The panel proposed merging the BBA, Payments UK, the Council of Mortgage Lenders, the UK Cards Association and the Asset Based Finance Association.

Nine of Britain's big banks, including HSBC, Lloyds and Barclays, and building society Nationwide last year told the trade associations they needed to consider merging as they often duplicated lobbying efforts. They also said the associations needed a stronger voice on European regulation and should also cut costs.

"A new trade association would be able to represent the industry more effectively because its voice would carry greater weight," Ed Richards, the former communications regulator who was appointed to lead the review, said.

"Having a single point of contact will also be welcomed by policymakers and will reduce duplication of effort."

The review also said the new group could cut trade association fees by up to 30 percent.

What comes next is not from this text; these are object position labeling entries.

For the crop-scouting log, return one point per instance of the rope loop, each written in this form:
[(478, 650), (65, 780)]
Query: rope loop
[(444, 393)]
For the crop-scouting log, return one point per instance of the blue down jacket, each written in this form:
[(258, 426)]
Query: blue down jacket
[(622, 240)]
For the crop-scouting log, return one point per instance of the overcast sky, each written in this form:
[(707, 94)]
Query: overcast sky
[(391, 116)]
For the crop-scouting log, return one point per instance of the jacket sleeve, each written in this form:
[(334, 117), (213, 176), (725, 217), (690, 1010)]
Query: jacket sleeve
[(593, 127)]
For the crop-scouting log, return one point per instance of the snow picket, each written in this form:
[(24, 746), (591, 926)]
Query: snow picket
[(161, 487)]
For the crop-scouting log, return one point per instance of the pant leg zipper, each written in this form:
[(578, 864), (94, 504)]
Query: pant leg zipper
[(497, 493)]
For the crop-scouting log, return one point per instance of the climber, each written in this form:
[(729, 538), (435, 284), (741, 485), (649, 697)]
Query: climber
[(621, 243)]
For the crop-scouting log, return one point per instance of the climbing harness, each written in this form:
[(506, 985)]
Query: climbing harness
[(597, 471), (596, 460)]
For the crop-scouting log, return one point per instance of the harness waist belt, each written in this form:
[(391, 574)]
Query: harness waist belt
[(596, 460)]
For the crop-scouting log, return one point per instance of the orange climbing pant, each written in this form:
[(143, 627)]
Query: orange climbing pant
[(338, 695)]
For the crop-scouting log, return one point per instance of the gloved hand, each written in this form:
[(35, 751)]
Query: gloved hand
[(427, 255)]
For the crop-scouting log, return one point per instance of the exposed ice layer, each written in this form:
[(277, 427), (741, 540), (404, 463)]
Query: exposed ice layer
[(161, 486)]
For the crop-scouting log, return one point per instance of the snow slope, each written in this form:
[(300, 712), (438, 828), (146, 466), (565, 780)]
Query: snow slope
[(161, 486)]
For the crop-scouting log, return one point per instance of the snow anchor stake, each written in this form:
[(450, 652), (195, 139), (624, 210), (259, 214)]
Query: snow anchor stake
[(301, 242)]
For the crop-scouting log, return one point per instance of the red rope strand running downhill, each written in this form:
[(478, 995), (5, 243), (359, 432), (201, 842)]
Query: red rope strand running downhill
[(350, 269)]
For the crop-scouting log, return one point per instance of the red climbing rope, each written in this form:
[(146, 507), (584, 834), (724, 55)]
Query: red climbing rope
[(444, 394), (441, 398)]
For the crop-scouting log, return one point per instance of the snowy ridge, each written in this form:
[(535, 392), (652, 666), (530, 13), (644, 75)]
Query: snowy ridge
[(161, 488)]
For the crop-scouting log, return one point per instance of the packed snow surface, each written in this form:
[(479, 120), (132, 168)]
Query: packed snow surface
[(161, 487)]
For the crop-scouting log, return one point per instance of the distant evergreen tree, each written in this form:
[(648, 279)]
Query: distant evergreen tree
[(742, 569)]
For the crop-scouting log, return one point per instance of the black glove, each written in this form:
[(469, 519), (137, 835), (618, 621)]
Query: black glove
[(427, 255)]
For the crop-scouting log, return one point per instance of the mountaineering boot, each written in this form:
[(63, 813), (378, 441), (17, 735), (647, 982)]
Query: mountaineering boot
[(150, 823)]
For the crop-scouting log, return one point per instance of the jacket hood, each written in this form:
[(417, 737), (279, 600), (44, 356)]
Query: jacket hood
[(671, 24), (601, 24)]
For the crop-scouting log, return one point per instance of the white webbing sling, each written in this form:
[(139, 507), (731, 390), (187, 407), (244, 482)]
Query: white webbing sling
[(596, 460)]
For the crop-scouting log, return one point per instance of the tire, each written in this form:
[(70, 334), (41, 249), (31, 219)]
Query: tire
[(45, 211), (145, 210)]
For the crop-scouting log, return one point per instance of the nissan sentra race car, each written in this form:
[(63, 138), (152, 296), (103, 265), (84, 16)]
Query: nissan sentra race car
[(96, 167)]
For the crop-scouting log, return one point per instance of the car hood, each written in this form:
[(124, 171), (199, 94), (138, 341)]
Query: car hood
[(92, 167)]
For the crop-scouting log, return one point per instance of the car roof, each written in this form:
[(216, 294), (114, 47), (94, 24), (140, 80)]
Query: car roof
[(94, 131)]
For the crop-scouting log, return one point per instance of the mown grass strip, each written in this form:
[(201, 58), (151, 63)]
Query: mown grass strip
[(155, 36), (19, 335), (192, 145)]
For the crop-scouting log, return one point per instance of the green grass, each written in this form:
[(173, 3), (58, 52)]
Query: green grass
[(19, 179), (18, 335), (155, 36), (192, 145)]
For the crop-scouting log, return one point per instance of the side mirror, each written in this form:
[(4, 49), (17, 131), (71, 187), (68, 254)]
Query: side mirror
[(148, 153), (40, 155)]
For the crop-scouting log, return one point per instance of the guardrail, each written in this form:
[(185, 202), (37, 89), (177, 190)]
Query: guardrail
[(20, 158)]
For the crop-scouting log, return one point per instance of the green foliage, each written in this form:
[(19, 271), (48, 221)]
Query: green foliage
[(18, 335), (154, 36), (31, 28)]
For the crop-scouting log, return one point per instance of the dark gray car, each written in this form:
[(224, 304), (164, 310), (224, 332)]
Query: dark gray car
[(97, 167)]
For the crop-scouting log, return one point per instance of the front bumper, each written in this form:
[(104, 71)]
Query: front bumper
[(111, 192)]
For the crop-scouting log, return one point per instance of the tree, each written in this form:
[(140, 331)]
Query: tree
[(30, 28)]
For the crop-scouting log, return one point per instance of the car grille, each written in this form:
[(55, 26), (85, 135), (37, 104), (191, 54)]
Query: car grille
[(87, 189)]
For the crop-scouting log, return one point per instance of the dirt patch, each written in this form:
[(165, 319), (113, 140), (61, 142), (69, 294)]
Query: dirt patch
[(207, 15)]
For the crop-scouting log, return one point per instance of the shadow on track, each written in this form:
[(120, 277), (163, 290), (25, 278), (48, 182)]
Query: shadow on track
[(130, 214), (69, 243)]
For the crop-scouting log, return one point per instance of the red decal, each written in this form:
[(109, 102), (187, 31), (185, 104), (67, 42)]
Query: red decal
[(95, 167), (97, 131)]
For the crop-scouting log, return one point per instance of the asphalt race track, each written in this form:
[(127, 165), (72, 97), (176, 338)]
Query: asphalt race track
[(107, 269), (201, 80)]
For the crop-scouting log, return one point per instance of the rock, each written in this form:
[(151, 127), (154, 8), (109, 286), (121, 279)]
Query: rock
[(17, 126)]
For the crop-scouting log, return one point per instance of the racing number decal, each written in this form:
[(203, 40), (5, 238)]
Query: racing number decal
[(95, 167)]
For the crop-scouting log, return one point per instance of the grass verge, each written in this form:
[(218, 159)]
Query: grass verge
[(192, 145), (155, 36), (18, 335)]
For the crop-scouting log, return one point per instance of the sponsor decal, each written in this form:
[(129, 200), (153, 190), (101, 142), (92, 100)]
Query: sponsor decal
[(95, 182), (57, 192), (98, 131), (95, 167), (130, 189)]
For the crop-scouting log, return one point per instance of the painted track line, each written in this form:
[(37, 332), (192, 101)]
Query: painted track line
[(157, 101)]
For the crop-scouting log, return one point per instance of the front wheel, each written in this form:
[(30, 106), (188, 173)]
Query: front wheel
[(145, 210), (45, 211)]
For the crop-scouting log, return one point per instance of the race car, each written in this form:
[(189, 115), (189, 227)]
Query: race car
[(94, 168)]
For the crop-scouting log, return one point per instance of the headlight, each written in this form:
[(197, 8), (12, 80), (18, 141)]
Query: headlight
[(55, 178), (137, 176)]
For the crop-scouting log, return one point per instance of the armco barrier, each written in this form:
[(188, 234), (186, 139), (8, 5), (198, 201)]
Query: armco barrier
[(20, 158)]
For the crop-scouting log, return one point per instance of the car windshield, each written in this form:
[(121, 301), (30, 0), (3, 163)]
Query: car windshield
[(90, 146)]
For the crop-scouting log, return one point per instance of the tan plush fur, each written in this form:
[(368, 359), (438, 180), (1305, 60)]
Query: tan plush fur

The Centre for the Study of Financial Innovation think-tank has estimated banks spend upwards of 50 million pounds ($76.25 million) on the top 10 trade associations they belong to. The think-tank has also found significant overlap in membership of trade associations, with about 60 percent of UK Payments Council members also members of the BBA.

The review said the new group would become a close partner with UK Payments Administration and Financial Fraud Action UK.

The Building Societies Association and the Finance & Leasing Association said they did not want to join the group. The review did not propose including some other groups it had previously considered for the merger.

The trade groups are expected to vote on the merger by the end of February and the new association is expected to be launched in May and be fully operational by November 2016.